Jimmy Lama, the head of the charity HELP Nepal has informed us that the roads in the Helambu valley to villages like Gunsa and Thangpalkot are completely impassable. The likelihood is that international charities like Oxfam and the British Red Cross will never get to Helambu. It is depressing to think that while Kathmandu will have the opportunity to rebuild, stronger, these villages that already had next to nothing, completely isolated and abandoned by their government in this time of crisis will have a much harder recovery process.

CU HELP, the Cambridge society affiliated to HELP Nepal, through which many students have volunteered has today launched an appeal to help these villages in Helambu who have been forgotten in the coverage of the disaster in Nepal. The appeal supports Mondo Challenge Foundation, the parent charity of HELP Nepal, who have people currently on the ground in Helambu assessing the damage to 30 villages in the region; they are the most effective means of reaching the Helambu communities.

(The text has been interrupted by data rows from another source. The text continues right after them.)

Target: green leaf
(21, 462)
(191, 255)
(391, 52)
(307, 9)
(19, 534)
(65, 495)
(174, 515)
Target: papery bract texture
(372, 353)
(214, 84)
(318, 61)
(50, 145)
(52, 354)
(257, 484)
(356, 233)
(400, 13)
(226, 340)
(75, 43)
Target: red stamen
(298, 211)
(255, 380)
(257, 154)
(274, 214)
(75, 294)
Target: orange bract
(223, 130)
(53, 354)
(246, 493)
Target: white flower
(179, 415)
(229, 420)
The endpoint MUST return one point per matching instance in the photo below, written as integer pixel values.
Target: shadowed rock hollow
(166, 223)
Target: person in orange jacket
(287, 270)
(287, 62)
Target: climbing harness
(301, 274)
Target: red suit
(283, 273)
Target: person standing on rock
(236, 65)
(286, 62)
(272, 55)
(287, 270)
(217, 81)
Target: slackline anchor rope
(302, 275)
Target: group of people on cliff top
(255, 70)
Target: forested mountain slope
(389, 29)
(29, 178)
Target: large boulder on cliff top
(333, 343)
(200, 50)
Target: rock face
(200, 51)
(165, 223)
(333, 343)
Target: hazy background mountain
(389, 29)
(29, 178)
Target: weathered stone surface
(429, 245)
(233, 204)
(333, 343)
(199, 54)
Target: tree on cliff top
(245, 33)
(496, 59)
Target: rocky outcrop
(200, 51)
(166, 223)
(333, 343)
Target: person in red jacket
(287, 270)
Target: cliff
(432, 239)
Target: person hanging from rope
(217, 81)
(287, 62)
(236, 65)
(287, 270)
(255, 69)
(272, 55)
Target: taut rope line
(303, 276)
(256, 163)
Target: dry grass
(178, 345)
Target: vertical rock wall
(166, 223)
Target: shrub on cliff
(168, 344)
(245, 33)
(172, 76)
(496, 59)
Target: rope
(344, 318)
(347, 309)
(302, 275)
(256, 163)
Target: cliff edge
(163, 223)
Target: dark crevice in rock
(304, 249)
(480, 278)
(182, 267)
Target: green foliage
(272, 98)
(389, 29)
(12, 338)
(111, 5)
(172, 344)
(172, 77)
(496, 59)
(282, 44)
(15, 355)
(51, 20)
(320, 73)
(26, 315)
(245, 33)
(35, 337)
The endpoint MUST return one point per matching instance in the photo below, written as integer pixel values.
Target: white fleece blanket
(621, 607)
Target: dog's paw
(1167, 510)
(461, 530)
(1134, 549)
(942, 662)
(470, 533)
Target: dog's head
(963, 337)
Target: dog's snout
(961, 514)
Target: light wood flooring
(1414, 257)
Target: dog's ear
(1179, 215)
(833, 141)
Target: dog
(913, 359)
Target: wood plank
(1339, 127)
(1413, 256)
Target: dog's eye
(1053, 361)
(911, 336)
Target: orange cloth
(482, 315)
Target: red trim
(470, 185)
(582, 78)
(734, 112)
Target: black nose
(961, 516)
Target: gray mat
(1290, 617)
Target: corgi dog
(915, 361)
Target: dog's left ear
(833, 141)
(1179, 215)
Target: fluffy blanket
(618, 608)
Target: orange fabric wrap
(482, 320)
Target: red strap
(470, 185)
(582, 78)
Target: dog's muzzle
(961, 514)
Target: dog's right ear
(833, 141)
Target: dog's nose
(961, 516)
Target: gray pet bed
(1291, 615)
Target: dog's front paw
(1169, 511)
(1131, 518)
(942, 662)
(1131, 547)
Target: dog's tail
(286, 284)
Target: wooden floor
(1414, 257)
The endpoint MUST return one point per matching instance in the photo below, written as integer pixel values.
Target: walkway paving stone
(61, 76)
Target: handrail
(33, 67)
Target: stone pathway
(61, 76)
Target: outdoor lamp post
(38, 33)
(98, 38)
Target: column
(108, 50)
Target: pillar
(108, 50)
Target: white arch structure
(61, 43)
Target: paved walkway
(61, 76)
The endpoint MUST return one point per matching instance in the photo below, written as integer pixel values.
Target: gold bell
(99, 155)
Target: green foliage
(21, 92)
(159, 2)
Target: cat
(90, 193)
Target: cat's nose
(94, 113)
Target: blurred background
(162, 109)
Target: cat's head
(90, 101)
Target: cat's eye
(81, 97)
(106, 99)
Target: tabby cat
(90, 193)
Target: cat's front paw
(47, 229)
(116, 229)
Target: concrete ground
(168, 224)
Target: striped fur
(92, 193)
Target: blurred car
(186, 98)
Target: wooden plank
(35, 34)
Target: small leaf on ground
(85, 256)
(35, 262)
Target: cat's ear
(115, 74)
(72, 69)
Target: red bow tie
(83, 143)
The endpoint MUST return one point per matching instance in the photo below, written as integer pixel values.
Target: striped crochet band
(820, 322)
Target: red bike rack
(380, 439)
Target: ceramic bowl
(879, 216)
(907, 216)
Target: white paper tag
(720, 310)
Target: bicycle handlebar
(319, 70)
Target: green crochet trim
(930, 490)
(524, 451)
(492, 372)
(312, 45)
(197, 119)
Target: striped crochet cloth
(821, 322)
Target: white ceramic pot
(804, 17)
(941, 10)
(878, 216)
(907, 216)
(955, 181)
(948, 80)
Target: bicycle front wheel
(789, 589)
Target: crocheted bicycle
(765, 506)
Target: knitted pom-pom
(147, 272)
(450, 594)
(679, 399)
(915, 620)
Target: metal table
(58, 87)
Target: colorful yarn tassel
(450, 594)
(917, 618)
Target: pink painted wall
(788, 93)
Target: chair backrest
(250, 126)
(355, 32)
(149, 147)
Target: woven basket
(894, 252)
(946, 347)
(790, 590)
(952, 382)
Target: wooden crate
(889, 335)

Within a day of launching the appeal, our past volunteers had already raised almost £4000. This is a testament to just how much these communities mean to us; we wanted to give back to the incredible people with whom we forged such strong friendships.

In Helambu there is just so much worth preserving. Abandoned by their government and out of the eyes of the media, rural areas like Helambu really do need extra support.